Harriet read an extract from AE Houseman’s A Shropshire Lad – ‘From far, from eve and morning / And yon twelve-winded sky, the stuff of life to knit me / Blew hither: here am I’. And this led into working on the inner panels for the parasol……
The studio was full of beautiful shades of blue, and we very quickly got busy mixing colour inspired by the range of cloudscapes collages. Painted and printed pieces will be layered together and stitched into the inside of the parasol.
And throughout the afternoon, the parasol itself began to be transformed into the sky….
We ended the afternoon with a display of cloud paintings and prints and a discussion about the day. John had worked expressively in paint and with words – ‘in clouds of joy’. Mandy described feeling like a real artist, forgetting herself and just working really intuitively. Jack had struggled through a question about how to do it and resolved it! Geoff had brought photographs of him climbing in the French Alps and painted a mountain side reaching into the clouds. We talked about high walks and low walks and being out ‘whatever the weather’. Martin said he has always loving walking and described in detail a walk to Keswick many years ago. Annette communicated immense pleasure, and not just the pleasure of the moment of creative activity, but throughout the rest of the week she finds herself noticing more – looking up at the sky, looking at colours in nature. Pat was happy to be there, enjoying the buzz of conversation and activity. Nita worked on the parasol with great energy, at one point holding a paintbrush between her teeth as she used another to work paint into the cloth, maintaining a commentary throughout! Pat watched her with evident enjoyment.
At the end of the afternoon, Harriet crawled under the parasol and opened it up and we could see more of the sky that was growing – and have a look at the inside….lovely to see stains of painting flowing through. The parasol will find its way to Penrith on Tuesday for further transformation!
Harriet listened as we talked and created a poem from fragments of the conversation. Lovely to have creative activity and engagement reflected back to the group so beautifully. A wonderful afternoon.
Lakeland Arts is proud of our work with community groups, particularly older people who might not ordinarily visit cultural spaces, including enabling access for people in residential care homes such as the Leonard Cheshire Home at Holehird. A recent project, Powerful Objects, used The Great Picture and Lady Anne Clifford as inspiration for creating a Great Picture of our own lives using iPad technology. Wonderful stories are emerging!

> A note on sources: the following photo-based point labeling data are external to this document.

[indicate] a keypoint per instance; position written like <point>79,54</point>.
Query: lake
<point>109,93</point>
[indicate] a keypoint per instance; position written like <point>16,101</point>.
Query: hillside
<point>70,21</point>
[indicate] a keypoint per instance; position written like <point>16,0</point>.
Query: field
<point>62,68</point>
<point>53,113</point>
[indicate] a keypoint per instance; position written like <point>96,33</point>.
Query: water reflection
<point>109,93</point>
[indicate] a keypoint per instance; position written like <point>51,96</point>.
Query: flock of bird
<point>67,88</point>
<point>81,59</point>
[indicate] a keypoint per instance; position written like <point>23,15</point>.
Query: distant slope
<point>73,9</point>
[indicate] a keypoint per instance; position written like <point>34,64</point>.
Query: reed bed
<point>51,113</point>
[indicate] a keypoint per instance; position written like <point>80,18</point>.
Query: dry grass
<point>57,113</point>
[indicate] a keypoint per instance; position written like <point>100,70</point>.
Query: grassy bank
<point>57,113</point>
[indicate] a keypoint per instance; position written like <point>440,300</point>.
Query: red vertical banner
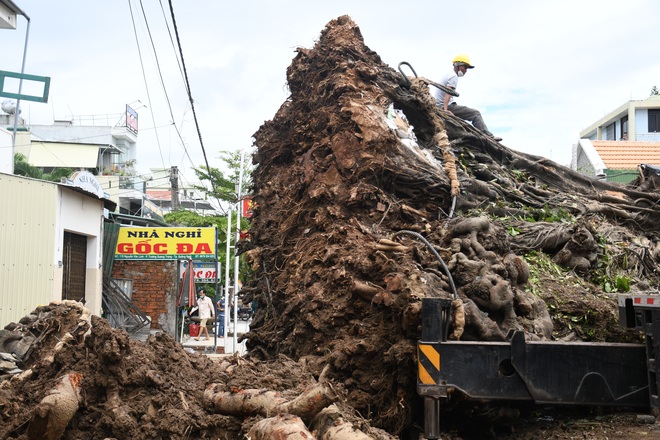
<point>247,204</point>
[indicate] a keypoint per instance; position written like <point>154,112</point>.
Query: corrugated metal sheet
<point>27,245</point>
<point>625,155</point>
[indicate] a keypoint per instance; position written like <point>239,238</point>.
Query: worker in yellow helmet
<point>461,64</point>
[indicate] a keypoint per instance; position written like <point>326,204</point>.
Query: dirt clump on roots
<point>368,198</point>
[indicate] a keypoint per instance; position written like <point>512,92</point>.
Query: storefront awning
<point>63,154</point>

Projects such as this are helping Lakeland Arts to play our part in improving “wellbeing”, which is a measure of physical, social, emotional and mental health. ‘Five Ways to Wellbeing’ have been identified by the Government – these are a series of “living well indicators” that, if present, will support wellbeing. The five indicators are: Connect, Be Active, Take Notice, Keep Learning and Give.

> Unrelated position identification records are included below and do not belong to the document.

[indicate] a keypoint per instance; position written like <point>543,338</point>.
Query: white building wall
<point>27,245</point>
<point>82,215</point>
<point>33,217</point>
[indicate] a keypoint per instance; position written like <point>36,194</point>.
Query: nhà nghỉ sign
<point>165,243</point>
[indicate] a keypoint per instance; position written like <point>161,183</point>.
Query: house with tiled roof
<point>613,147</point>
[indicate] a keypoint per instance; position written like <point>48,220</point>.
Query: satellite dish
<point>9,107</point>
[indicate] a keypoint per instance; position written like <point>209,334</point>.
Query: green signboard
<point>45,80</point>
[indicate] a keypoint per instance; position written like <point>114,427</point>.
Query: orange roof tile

Health and social care organisations, Council services, cultural and creative organisations such as Lakeland Arts and other charities such as Age UK and the Alzheimer’s Society, are using these indicators as a tool kit to help older people to stay healthy and to live more independently for longer.

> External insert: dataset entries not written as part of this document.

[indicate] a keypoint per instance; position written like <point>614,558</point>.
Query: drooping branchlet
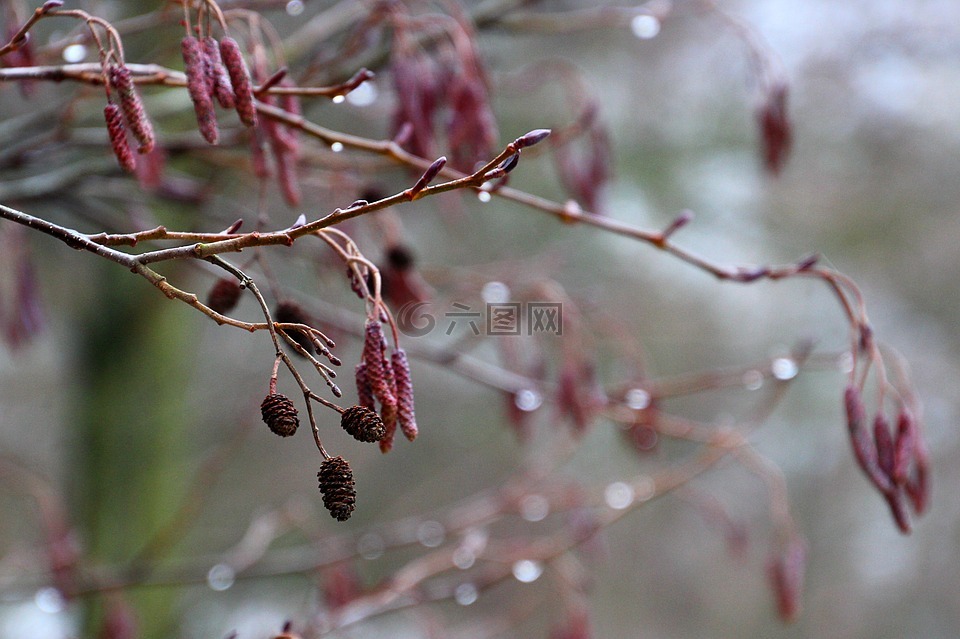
<point>121,81</point>
<point>363,424</point>
<point>118,138</point>
<point>337,487</point>
<point>288,312</point>
<point>224,295</point>
<point>405,411</point>
<point>239,79</point>
<point>195,68</point>
<point>218,81</point>
<point>280,414</point>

We are embracing the wellbeing initiative by training all our staff to be Dementia Friends and promoting the Five Ways to Wellbeing in order to help people to connect, be active, take notice, keep learning and give. Donna Storey, Service Development Manager, Adult Social Care, Cumbria County Council, says that creative and cultural organisations have a crucial part to play:
“Support for people living with dementia and their carers is a priority for the Health and Wellbeing strategy for Cumbria as the prevalence of dementia is expected to increase across the county. The work that Lakeland Arts is undertaking provides a significant local contribution to the creation of a dementia friendly society in Cumbria.”